In a significant strategic misstep, Google sold a large volume of its custom TPU accelerators to rival Anthropic. Immediately after, demand for Google's own Gemini model surged, leaving Google compute-constrained and trying to secure more capacity from a sold-out TSMC.

While competitors pay Nvidia's ~80% gross margins for GPUs, Google's custom TPUs have an estimated ~50% margin. In the AI era, where the cost to generate tokens is a primary business driver, this structural cost advantage could make Google the low-cost provider and ultimate winner in the long run.

Google successfully trained its top model, Gemini 3 Pro, on its own TPUs, proving a viable alternative to NVIDIA's chips. However, because Google doesn't sell these TPUs, NVIDIA retains its monopoly pricing power over every other company in the market.

Google training its top model, Gemini 3 Pro, on its own TPUs demonstrates a viable alternative to NVIDIA's chips. However, because Google does not sell its TPUs, NVIDIA remains the only seller for every other company, effectively maintaining monopoly pricing power over the rest of the market.

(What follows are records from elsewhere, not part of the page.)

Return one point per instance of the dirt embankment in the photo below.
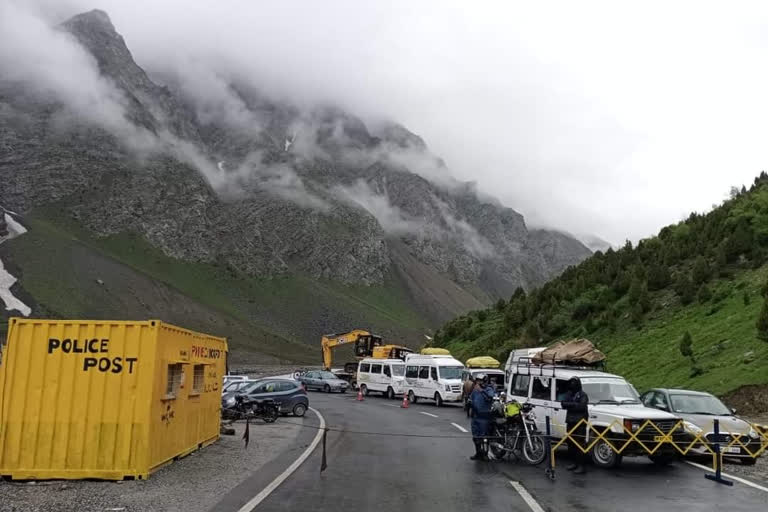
(748, 400)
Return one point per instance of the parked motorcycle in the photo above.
(248, 408)
(516, 435)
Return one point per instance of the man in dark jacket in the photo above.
(481, 400)
(575, 403)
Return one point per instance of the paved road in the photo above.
(377, 472)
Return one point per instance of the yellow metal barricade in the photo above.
(750, 446)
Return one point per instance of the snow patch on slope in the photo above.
(7, 280)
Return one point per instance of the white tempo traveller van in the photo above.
(614, 404)
(436, 377)
(386, 376)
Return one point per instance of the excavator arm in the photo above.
(331, 341)
(366, 345)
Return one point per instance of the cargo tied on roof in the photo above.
(482, 362)
(578, 352)
(105, 399)
(435, 351)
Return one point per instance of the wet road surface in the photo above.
(369, 472)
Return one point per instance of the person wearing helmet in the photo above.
(481, 400)
(576, 403)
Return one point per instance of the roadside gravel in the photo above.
(193, 484)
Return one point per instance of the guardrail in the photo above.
(650, 439)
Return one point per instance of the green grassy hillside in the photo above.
(705, 276)
(59, 266)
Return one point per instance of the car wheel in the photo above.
(604, 456)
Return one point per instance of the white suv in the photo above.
(613, 403)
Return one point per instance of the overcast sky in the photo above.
(592, 117)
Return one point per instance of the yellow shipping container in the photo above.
(105, 399)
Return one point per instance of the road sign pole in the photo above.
(718, 477)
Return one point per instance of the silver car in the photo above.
(325, 381)
(699, 410)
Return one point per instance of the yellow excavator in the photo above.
(366, 345)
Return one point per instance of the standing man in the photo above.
(466, 392)
(576, 404)
(481, 400)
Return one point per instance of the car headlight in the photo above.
(693, 429)
(631, 426)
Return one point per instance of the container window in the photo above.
(174, 379)
(198, 378)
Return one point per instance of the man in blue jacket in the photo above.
(481, 400)
(576, 403)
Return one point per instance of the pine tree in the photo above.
(685, 289)
(762, 322)
(701, 271)
(704, 293)
(658, 277)
(686, 346)
(635, 291)
(645, 299)
(637, 315)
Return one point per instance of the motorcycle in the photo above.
(516, 435)
(248, 408)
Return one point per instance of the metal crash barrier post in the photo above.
(550, 470)
(718, 477)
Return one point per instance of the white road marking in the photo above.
(254, 502)
(731, 477)
(526, 496)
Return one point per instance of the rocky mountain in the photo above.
(268, 190)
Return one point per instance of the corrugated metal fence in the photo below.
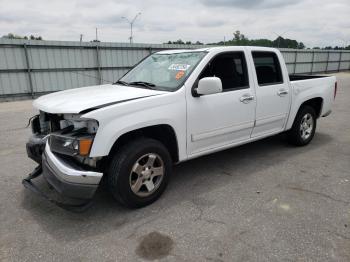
(31, 68)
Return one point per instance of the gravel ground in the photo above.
(265, 201)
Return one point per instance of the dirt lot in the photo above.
(266, 201)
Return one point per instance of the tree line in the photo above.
(240, 39)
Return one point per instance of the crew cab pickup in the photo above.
(171, 107)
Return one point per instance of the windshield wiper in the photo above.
(142, 83)
(121, 82)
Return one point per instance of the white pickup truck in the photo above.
(171, 107)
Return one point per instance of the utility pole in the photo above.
(131, 23)
(279, 36)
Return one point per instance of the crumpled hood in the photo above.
(85, 98)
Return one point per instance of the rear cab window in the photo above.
(267, 68)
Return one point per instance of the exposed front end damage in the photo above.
(61, 144)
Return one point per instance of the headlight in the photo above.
(71, 146)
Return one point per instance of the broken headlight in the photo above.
(71, 145)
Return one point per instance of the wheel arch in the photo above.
(164, 133)
(316, 103)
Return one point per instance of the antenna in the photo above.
(131, 23)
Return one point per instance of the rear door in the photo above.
(272, 93)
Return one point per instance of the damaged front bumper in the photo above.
(65, 177)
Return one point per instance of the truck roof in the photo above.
(217, 48)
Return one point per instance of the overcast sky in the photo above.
(316, 23)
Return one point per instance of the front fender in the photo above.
(119, 119)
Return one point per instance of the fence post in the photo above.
(340, 58)
(312, 62)
(295, 61)
(327, 62)
(29, 70)
(98, 63)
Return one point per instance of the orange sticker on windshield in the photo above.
(179, 75)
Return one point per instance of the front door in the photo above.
(219, 120)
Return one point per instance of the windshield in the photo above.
(163, 71)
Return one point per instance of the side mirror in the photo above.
(209, 85)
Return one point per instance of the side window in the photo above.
(231, 68)
(267, 67)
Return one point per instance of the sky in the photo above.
(315, 23)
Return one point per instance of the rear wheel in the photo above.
(139, 172)
(304, 127)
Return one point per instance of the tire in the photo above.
(130, 174)
(304, 127)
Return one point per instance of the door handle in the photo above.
(282, 92)
(246, 99)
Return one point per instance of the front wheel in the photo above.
(304, 127)
(139, 172)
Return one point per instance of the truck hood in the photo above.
(90, 98)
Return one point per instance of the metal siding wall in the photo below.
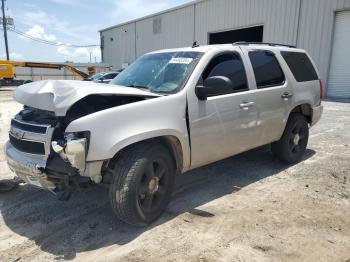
(339, 73)
(122, 48)
(279, 18)
(311, 29)
(316, 30)
(176, 31)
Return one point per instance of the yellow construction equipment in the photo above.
(8, 76)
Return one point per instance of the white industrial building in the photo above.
(35, 74)
(322, 27)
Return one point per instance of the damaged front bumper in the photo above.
(28, 168)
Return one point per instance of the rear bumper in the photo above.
(316, 114)
(28, 167)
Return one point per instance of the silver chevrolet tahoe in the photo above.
(169, 112)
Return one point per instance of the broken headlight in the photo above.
(73, 149)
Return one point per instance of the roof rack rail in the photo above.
(262, 43)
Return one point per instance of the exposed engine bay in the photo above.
(65, 156)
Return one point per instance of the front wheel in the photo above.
(292, 145)
(142, 182)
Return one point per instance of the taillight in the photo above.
(321, 91)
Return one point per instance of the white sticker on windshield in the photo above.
(181, 60)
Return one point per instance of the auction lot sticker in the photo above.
(181, 60)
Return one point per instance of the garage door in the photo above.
(250, 34)
(339, 74)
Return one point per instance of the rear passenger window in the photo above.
(300, 65)
(231, 66)
(267, 70)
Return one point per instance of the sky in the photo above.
(74, 22)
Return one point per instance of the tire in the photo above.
(142, 182)
(292, 145)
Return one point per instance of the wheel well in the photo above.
(305, 110)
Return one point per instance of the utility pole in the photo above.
(5, 29)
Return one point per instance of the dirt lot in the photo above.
(246, 208)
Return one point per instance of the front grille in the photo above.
(28, 146)
(29, 127)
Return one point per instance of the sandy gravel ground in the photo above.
(246, 208)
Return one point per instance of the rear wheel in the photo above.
(292, 145)
(142, 182)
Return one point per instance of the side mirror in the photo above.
(215, 85)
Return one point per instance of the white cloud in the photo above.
(39, 32)
(40, 17)
(79, 54)
(125, 10)
(13, 56)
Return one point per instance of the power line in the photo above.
(4, 22)
(43, 41)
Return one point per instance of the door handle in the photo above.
(286, 95)
(246, 105)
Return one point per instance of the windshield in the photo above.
(160, 72)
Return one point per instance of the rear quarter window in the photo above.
(300, 65)
(267, 70)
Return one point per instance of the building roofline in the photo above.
(192, 3)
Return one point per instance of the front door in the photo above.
(223, 124)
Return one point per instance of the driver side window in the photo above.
(231, 66)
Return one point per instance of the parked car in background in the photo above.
(168, 112)
(103, 77)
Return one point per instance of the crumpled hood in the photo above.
(59, 95)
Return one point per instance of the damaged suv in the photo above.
(169, 112)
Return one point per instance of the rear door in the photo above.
(274, 94)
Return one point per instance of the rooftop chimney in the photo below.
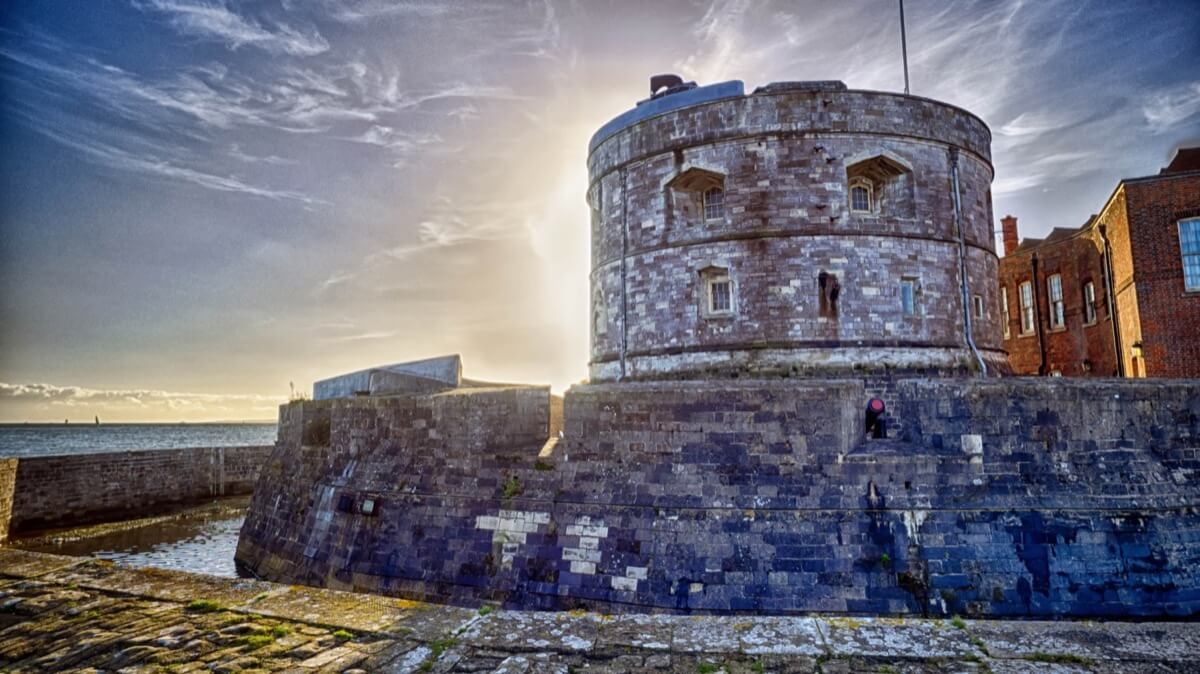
(1009, 228)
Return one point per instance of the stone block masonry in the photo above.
(59, 491)
(1002, 498)
(753, 193)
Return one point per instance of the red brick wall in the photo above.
(1169, 316)
(1078, 349)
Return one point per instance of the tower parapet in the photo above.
(804, 228)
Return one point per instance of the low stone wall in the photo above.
(58, 491)
(1002, 498)
(7, 481)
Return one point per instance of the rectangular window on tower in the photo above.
(720, 298)
(1054, 296)
(909, 296)
(1003, 311)
(1089, 304)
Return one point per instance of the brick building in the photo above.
(1117, 296)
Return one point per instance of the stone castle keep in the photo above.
(763, 265)
(802, 228)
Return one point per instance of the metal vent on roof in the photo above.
(803, 86)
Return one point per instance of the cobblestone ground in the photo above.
(76, 614)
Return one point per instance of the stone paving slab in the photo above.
(897, 638)
(1171, 642)
(91, 617)
(21, 564)
(162, 584)
(359, 612)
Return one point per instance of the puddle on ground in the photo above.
(201, 545)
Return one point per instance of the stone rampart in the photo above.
(1003, 498)
(65, 489)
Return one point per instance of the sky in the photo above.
(205, 203)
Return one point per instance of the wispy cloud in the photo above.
(215, 20)
(165, 168)
(238, 154)
(361, 11)
(1167, 109)
(145, 399)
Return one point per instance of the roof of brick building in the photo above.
(1056, 234)
(1186, 160)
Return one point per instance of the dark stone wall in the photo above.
(1020, 497)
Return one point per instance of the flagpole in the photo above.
(904, 48)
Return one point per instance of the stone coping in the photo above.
(60, 613)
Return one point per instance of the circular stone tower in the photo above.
(802, 229)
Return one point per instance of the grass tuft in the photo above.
(204, 606)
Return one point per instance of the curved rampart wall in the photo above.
(1006, 498)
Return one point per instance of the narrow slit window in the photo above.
(909, 296)
(1089, 304)
(714, 203)
(1003, 311)
(1054, 294)
(1026, 308)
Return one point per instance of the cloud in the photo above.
(144, 399)
(123, 160)
(363, 11)
(215, 20)
(237, 152)
(399, 143)
(1165, 109)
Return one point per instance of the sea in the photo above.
(199, 545)
(46, 439)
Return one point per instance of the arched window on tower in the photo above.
(861, 196)
(719, 294)
(695, 197)
(880, 185)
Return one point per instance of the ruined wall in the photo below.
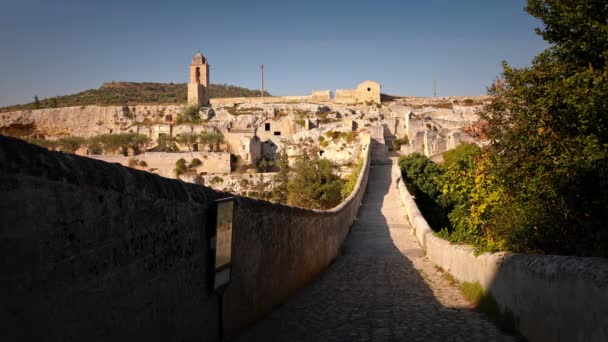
(549, 298)
(87, 121)
(259, 100)
(95, 251)
(367, 91)
(163, 164)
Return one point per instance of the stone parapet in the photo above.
(91, 250)
(550, 298)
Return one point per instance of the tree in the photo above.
(577, 29)
(420, 175)
(548, 125)
(189, 114)
(70, 144)
(122, 142)
(37, 104)
(281, 179)
(187, 139)
(313, 184)
(166, 143)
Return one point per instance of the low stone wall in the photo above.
(551, 298)
(267, 99)
(163, 163)
(95, 251)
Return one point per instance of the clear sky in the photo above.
(58, 47)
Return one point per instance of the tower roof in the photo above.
(199, 58)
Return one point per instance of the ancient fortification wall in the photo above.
(367, 91)
(163, 163)
(77, 233)
(550, 298)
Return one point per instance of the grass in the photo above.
(134, 93)
(485, 302)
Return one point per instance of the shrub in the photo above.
(352, 179)
(189, 114)
(133, 162)
(195, 163)
(313, 184)
(420, 176)
(401, 141)
(216, 180)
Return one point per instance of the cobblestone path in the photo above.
(381, 287)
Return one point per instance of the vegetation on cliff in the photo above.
(132, 93)
(541, 186)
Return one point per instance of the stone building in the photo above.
(366, 91)
(198, 87)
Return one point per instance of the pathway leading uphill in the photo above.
(380, 288)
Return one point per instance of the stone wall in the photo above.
(163, 163)
(551, 298)
(95, 251)
(86, 121)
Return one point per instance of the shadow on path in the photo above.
(373, 291)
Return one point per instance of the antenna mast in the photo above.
(262, 74)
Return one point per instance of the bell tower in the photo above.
(198, 91)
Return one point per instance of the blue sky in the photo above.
(58, 47)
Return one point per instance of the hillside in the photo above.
(131, 93)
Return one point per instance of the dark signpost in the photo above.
(220, 247)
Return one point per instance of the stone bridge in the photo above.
(96, 251)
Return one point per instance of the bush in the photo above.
(111, 143)
(420, 176)
(189, 114)
(398, 142)
(313, 184)
(216, 180)
(195, 163)
(352, 179)
(133, 162)
(70, 144)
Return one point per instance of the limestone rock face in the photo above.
(87, 121)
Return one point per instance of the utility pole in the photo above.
(262, 72)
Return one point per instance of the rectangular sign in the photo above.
(223, 241)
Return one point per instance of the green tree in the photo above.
(548, 125)
(352, 179)
(166, 143)
(37, 104)
(188, 139)
(420, 175)
(314, 184)
(281, 179)
(70, 144)
(122, 142)
(189, 114)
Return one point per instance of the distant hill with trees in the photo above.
(132, 93)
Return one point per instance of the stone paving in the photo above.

Google's cloud division (GCP), incentivized to sell compute, is allocating scarce TPU chips to external customer Anthropic. This directly constrains Google's own AI lab, Gemini, hindering its progress in the hyper-competitive AI race and revealing significant internal friction between business units with conflicting goals.

While NVIDIA CEO Jensen Huang conceptualized the 'five-layer AI cake' (apps, models, infrastructure, chips, energy), Google's Alphabet is the only company successfully operating across all five layers. This deep vertical integration, from custom TPU chips to funding its own power plants, is its key competitive advantage, allowing it to outmaneuver the very company that defined the framework.

The primary threat to NVIDIA isn't startups, but custom silicon from Google (TPU), Amazon (Trainium), and Meta. If the AI market remains concentrated among these few giants, their internal, specialized chips will increasingly displace NVIDIA's more general-purpose GPUs within their massive data centers.

This theory suggests Google's refusal to sell TPUs is a strategic move to maintain a high market price for AI inference. By allowing NVIDIA's expensive GPUs to set the benchmark, Google can profit from its own lower-cost TPU-based inference services on GCP.

While competitors like OpenAI must buy GPUs from NVIDIA, Google trains its frontier AI models (like Gemini) on its own custom Tensor Processing Units (TPUs). This vertical integration gives Google a significant, often overlooked, strategic advantage in cost, efficiency, and long-term innovation in the AI race.